Cameron y compañía habían trabajado una narración extensa, pero ofrecieron un último acto de atajos dramáticos, tópicos narrativos e imágenes espectacularísimas con un reverso tenebroso: la mirada fascinada ante aquel hecho bélico que resultaba tan triste cuando las víctimas eran los pobladores de Pandora. En su polisemia, no dejaba de regalar la posibilidad de una revancha de ficción a los derrotados por guerras de clases o cracs financieros. Y podían extraerse de la ficción algunas preguntas pertinentes sobre las (¿limitadas?) capacidades para empatizar con sujetos que viven realidades diferentes a la propia, sobre la posible insuficiencia de ser 'un otro' para sintonizar con una otredad diferente. Porque a ese protagonista parapléjico no le alcanza con sus vivencias de discriminación para ponerse en el lugar de los na'vi: Sully tiene que convertirse literalmente en ese otro concreto para entender su experiencia. El planteamiento puede ser pesimista, pero los actos de la piloto interpretada por Michelle Rodriguez (Resident evil) incitan a cuestionarlo: no le hace falta vivir como un na'vi para defender a esa especie.

Diez años después de su estreno, Avatar puede considerarse una de las películas más confrontativas con la autodenominada ‘guerra contra el terror’ que ha alumbrado el Hollywood de grandes presupuestos y altas ambiciones comerciales

Sea como sea, diez años después de su estreno, Avatar puede considerarse una de las películas más confrontativas con la autodenominada ‘guerra contra el terror’ que ha alumbrado el Hollywood de grandes presupuestos y altas ambiciones comerciales. Cuando los soldados corporativos destruyen un monumental árbol sagrado (y con él decenas de vidas) para que los colonizados rindan sus tierras y los recursos que estas contienen, Avatar señala contundentemente la destrucción de vidas y entornos naturales inherente a un conflicto bélico. Cameron y compañía acompañaron las imágenes fantásticas con alusiones literales a la terminología con la que se explicó la invasión de Irak (guerra preventiva, campaña de conmoción y pavor...).

Blockbusters de ciencia ficción posteriores como Star Trek: en la oscuridad o El juego de Ender, aunque este último adaptase una obra preexistente de Orson Scott Card, advirtieron menos duramente sobre los horrores de la guerra preventiva. En el filme de Abrams, la tripulación de la nave Enterprise conseguía detener un conflicto antes de que estallase. Y El juego de Ender trataba del genocidio como un golpe psicológico para el protagonista, sin ofrecer imágenes de sufrimiento porque la guerra se visualizaba (por motivos argumentales) como un juego de estrategia aeroespacial. Avatar podía resultar más contundente en su aspecto de denuncia por el mero hecho de poner en un primer plano (mediado por la figura del protagonista) al enemigo, a ese otro que recibe los ataques.
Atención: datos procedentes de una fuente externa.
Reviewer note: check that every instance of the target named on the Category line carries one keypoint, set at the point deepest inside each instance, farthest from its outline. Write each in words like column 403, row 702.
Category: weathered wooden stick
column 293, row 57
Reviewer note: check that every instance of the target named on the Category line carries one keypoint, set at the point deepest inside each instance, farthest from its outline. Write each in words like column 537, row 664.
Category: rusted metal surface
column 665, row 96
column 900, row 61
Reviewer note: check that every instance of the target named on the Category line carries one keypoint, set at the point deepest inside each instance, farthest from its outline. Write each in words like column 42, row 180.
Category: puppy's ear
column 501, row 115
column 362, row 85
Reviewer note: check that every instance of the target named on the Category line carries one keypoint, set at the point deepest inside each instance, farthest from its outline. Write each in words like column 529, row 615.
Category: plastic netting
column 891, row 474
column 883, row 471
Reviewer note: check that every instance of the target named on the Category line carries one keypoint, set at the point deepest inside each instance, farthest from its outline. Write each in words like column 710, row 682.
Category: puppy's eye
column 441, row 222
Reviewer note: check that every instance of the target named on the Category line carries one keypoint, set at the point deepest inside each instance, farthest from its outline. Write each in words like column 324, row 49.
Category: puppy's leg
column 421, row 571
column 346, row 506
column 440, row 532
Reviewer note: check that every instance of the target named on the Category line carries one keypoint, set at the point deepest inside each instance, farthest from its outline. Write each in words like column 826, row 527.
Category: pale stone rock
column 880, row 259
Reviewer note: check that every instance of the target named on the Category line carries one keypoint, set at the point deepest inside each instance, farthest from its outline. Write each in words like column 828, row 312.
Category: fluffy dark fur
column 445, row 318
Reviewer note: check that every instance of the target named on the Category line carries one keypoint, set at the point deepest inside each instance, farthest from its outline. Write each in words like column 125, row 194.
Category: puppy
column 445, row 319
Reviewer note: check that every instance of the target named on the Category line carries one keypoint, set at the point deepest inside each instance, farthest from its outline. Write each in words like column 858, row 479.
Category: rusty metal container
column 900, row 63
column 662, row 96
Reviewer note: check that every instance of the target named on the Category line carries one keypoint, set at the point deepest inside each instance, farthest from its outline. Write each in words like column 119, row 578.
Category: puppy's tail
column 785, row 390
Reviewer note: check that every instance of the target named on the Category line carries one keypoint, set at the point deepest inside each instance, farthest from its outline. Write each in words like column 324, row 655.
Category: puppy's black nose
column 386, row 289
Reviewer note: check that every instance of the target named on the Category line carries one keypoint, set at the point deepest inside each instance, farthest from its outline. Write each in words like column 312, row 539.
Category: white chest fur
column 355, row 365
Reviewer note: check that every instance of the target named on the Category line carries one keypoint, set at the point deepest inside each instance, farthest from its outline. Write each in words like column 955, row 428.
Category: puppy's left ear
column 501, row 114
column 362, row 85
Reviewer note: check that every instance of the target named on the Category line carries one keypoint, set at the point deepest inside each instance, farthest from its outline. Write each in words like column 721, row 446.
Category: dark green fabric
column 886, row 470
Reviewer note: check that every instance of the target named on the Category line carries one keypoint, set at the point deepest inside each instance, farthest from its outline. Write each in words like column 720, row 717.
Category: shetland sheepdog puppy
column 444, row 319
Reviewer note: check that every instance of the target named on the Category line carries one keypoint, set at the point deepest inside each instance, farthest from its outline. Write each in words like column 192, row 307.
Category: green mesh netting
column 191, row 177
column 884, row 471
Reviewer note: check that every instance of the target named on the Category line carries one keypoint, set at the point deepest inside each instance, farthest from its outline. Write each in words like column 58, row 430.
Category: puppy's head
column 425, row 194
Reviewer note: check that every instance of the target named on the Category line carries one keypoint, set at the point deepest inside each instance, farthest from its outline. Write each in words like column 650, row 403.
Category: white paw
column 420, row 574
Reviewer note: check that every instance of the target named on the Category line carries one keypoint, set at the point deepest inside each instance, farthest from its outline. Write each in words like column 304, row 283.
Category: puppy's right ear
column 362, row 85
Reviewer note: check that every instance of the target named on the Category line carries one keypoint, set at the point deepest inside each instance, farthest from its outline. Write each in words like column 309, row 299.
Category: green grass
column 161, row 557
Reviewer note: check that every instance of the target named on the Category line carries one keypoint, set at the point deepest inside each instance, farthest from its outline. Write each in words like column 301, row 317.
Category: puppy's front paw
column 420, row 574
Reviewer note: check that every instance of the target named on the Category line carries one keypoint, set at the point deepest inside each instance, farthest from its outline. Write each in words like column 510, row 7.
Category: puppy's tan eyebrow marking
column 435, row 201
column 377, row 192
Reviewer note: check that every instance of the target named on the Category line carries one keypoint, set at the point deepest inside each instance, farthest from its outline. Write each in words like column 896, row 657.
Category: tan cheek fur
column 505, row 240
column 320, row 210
Y por mostrar las bombas que caen.

La naturaleza del filme de Cameron, una ficción futurista ambientada en un planeta lejano, pueda hacernos recordar el desdén que sentía el guionista Alan Moore hacia la versión fílmica de su V de Vendetta: “Una parábola sobre la era Bush de gente demasiado tímida como para ambientar una sátira en su propio país”. Pero esa misma naturaleza de parábola, rodeada de algunos cortafuegos con las que moderar su talante potencialmente disruptivo, facilitó que fuese posible lo que parecía imposible: una superproducción que expusiese algo parecido a los efectos de la diplomacia de las invasiones terrestres y los drones teledirigidos. Una película que, como escribió con sobria indignación el teólogo evangelical Russell D. Moore, podía conseguir que un cine repleto de gente en Kentucky se levantese y aplaudiese la derrota de su país en la guerra.